La taïfa de Saraqusta englobait alors à l'ouest les villes de Medinaceli, Soria, Calahorra, Arnedo, Alfaro et Tudèle et les villes de Barbastro, Monzón, Fraga et Lérida à l'est. Al-Mundhir Ier lutta principalement contre Sanche III Garcés. Ce dernier s'allia avec le gouverneur de Lérida, Sulayman ibn Hud al-Musta'in, du clan des Banu Hud, qui se révolta plusieurs fois contre al-Mundhir Ier. Pour prendre le roi navarrais à revers, le roi saragossan obtint l'alliance du roi de Castille. Il lutta également contre les Banou Razin, qui dirigeait la taïfa d'Albarracín, correspondant à l'actuelle province de Teruel, avec Albarracín, Teruel et Montalbán.
En 1022, le fils d'al-Mundhir Ier, Yahya al-Muzaffar, lui succéda. Il continua la lutte contre Sanche III. Il se maria avec la sœur du roi de taïfa de Tolède, Ismaïl. Leur fils, Mundir II, lui succéda en 1036. Ce dernier mourut assassiné en 1038 par son cousin, Abd Allah ibn Hakam, qui voulait obtenir le trône pour lui. Mais il ne se maintint au pouvoir que vingt jours : les notables de la ville de Saragosse firent appel à Sulayman ibn Hud, wali de Lérida, qui s'empara du pouvoir.
La taïfa de Saraqusta sous les Banu Hud (1038-1110)

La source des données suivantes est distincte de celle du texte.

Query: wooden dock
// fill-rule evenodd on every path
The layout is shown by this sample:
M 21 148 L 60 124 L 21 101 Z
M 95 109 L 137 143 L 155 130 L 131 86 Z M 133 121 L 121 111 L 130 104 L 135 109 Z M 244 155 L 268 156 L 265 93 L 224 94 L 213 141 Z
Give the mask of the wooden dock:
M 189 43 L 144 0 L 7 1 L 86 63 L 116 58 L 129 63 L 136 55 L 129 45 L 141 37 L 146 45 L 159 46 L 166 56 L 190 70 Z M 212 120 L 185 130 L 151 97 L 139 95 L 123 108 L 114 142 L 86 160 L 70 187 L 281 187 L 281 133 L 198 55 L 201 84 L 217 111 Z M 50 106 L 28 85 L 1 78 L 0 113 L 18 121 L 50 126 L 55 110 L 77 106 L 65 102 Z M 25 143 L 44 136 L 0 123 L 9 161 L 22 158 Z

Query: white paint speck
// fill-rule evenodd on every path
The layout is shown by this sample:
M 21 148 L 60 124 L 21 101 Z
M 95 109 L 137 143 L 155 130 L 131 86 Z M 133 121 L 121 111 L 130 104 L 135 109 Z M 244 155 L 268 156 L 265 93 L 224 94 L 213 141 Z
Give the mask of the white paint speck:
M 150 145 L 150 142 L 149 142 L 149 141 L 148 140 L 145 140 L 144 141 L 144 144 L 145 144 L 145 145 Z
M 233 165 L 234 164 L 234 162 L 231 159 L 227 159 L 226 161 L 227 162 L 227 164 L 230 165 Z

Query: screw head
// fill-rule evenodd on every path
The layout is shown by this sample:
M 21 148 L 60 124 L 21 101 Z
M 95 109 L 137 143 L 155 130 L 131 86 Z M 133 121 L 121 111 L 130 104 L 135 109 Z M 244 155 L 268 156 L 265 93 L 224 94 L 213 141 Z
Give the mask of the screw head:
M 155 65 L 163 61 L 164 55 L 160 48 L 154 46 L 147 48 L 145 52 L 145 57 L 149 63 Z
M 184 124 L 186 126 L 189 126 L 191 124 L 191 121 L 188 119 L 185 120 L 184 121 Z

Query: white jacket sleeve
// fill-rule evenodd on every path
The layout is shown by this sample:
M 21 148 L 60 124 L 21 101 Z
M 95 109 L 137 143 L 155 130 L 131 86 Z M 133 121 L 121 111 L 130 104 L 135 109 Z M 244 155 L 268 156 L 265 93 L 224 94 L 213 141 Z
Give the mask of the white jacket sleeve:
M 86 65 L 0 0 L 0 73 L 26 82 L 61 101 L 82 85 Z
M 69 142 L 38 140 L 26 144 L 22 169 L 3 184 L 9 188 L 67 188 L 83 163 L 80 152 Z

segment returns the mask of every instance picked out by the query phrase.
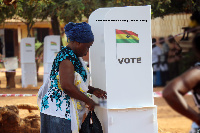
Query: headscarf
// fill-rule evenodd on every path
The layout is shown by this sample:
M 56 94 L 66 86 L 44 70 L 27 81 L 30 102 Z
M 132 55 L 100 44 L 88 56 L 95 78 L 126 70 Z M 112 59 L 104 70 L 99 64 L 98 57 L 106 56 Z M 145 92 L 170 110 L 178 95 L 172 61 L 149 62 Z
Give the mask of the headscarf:
M 64 29 L 67 40 L 70 39 L 70 41 L 77 41 L 80 43 L 89 43 L 94 41 L 94 35 L 92 33 L 91 26 L 86 22 L 69 22 L 65 25 Z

Avec Sulayman ibn Hud, simple wali de Tudèle et de Lérida, s'installa en 1038 la dynastie des Banu Hud, qui conserva le pouvoir jusqu'en 1110. Cette période est considérée comme celle de la splendeur de l'Aragon arabe. Il s'allia au roi du León Ferdinand Ier contre le roi de la taïfa de Tolède, allié du roi de Navarre Garcia IV, et en profita pour s'étendre plus au sud, dans l'actuelle province de Guadalajara. Ces alliances étaient payées chaque année aux rois chrétiens par les rois musulmans, ce qui au cours des années finit par affaiblir les royaumes de taïfas.
Sulayman ben Hud s'assura de la fidélité des walis en installant ses propres fils. Mais à sa mort, ses fils choisirent de prendre chacun leur indépendance et frappèrent leur propre monnaie : Yusuf al-Muzaffar à Lérida, Lubb à Huesca, Muhammad à Calatayud et Ahmad al-Muqtadir à Saragosse. À la suite d'une dure guerre fratricide, al-Muqtadir réussit à réunir sous son commandement les terres distribuées à ses frères : le dernier de ses frères, Yusuf, résista à Lérida jusqu'en 1078. Il étendit également son autorité sur la taïfa de Tortosa en 1061, puis sur celles de Dénia en 1076 et de Valence (cette dernière étant vassalisée).
Cependant, les frontières septentrionales restées menacées par le jeune royaume d'Aragon, dirigé par Ramiro Ier et Sanche Ier. En 1063, al-Muqtadir dirigea une expédition, comprenant des troupes castillanes du roi de Castille Sanche II et un certain Rodrigo Díaz de Vivar, contre Ramiro Ier qui assiégeait Graus. En 1064, Sanche Ier s'empara de Barbastro avec l'aide de contingents venus du royaume de France, répondant à un appel à la croisade du pape Alexandre II : Áhmad al-Muqtadir appela à son tour au djihad et reconquit Barbastro en 1065. À la suite de la perte d'Alquézar en 1065, le roi houdide conclut des traités avec le roi de Navarre Sanche IV en 1069 et 1073. Mais en 1076, le roi navarrais fut assassiné et Sanche Ier d'Aragon se partagea le royaume avec le roi de Castille Alphonse VI.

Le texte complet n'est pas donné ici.